In a verdict handed down late yesterday by the U.S. District Court for the Northern District of California, Apple defeated a lawsuit brought on by Emblaze Ltd. The company claimed that the iPhone-maker infringed on one of its patents.
More specifically, Emblaze accused Apple of infringing on its live video streaming patent, with its HTTP live-streaming service (HLS) that it asks 3rd-party apps like MLB at Bat and WatchESPN to use. But the trial’s jury found otherwise…
Bloomberg has more on the trial:
Mark Fowler, a lawyer for Apple, argued to a federal jury at the outset of trial in San Jose, California, that Emblaze was an example of a failed company targeting the iPhone-maker due to its success.
Emblaze manufactured and sold audio products, and attempted to sell its technology to wireless carriers and then phone companies, failing each time, Fowler argued. Fowler failed to convince jurors that Emblaze’s patent is invalid, though they agreed with him that none of the seven accused streaming services infringe it.

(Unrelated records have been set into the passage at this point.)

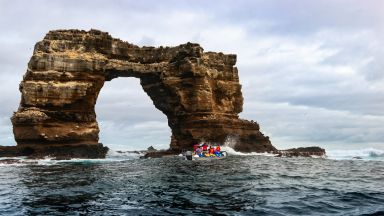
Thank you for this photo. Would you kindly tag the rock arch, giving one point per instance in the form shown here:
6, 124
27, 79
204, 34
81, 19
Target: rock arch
198, 91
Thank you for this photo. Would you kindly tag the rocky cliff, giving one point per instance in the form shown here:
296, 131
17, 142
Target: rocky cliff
198, 91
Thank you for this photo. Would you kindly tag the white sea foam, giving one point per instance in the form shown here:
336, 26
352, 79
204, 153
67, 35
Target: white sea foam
232, 151
112, 156
364, 154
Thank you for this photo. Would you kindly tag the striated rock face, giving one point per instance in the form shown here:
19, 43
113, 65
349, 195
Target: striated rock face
198, 91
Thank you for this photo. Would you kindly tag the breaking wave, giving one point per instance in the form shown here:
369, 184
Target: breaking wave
363, 154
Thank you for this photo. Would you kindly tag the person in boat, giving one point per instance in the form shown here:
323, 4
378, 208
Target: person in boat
217, 151
195, 147
199, 151
205, 148
211, 151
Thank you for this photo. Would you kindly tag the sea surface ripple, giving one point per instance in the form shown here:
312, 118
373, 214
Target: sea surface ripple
237, 185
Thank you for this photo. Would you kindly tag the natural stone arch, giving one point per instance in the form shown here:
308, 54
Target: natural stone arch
198, 91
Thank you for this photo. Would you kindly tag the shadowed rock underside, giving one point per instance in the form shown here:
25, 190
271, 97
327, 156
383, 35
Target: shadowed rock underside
198, 91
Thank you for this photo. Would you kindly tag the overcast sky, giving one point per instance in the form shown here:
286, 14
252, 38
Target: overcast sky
312, 71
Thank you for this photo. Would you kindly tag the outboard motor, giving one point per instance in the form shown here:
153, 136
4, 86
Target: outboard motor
188, 155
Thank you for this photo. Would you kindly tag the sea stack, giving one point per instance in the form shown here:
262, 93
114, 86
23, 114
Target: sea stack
198, 91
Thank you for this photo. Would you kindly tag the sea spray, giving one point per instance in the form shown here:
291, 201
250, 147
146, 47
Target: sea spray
230, 143
364, 154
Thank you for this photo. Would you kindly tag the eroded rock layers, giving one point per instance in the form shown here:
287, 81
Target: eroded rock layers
198, 91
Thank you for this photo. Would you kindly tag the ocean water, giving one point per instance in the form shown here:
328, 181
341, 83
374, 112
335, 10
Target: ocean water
249, 184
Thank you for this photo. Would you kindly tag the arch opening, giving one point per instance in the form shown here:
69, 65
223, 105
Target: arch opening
127, 118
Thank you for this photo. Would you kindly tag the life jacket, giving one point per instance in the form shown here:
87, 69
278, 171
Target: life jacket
218, 148
205, 147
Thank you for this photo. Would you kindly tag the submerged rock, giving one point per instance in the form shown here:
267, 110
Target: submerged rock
198, 91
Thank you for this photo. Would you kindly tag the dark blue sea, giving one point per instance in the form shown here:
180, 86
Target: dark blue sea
237, 185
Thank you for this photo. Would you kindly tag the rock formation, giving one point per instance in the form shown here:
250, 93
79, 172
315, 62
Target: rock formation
198, 91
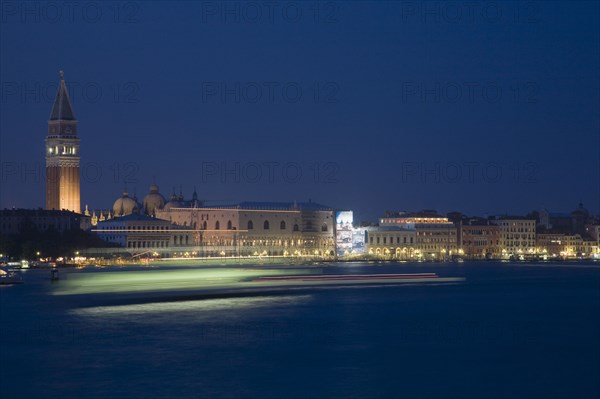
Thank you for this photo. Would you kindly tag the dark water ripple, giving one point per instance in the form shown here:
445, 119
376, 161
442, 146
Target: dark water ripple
507, 332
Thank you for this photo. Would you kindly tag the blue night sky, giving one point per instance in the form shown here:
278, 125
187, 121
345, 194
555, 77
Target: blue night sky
481, 107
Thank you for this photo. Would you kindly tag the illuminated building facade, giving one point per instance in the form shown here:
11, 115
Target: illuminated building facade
143, 233
256, 228
434, 235
392, 242
62, 154
517, 236
480, 239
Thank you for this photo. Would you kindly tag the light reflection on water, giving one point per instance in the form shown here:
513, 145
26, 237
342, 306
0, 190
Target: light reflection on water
505, 332
199, 308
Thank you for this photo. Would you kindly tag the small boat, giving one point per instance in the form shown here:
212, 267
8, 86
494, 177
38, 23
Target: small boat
8, 277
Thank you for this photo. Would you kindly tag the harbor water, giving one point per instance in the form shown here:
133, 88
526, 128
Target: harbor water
506, 331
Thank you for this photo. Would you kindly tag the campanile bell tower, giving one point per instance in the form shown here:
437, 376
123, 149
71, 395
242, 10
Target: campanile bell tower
62, 154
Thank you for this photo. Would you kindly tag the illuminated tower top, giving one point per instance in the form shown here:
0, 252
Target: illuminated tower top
62, 118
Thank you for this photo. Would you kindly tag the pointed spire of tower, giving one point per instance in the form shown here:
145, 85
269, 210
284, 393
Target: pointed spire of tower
62, 110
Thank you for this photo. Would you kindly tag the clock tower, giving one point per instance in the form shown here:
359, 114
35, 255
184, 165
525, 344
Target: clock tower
62, 154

The US patent in question was issued to Emblaze back in 2002, and first used it to sue Apple in 2010. The Israel-based company has in the past tried to sell the license along with the rest of its IP to other firms, but has thus far been unsuccessful.
Emblaze has another lawsuit pending in the same court, over the same patent, against Microsoft and its Windows 7 operating system.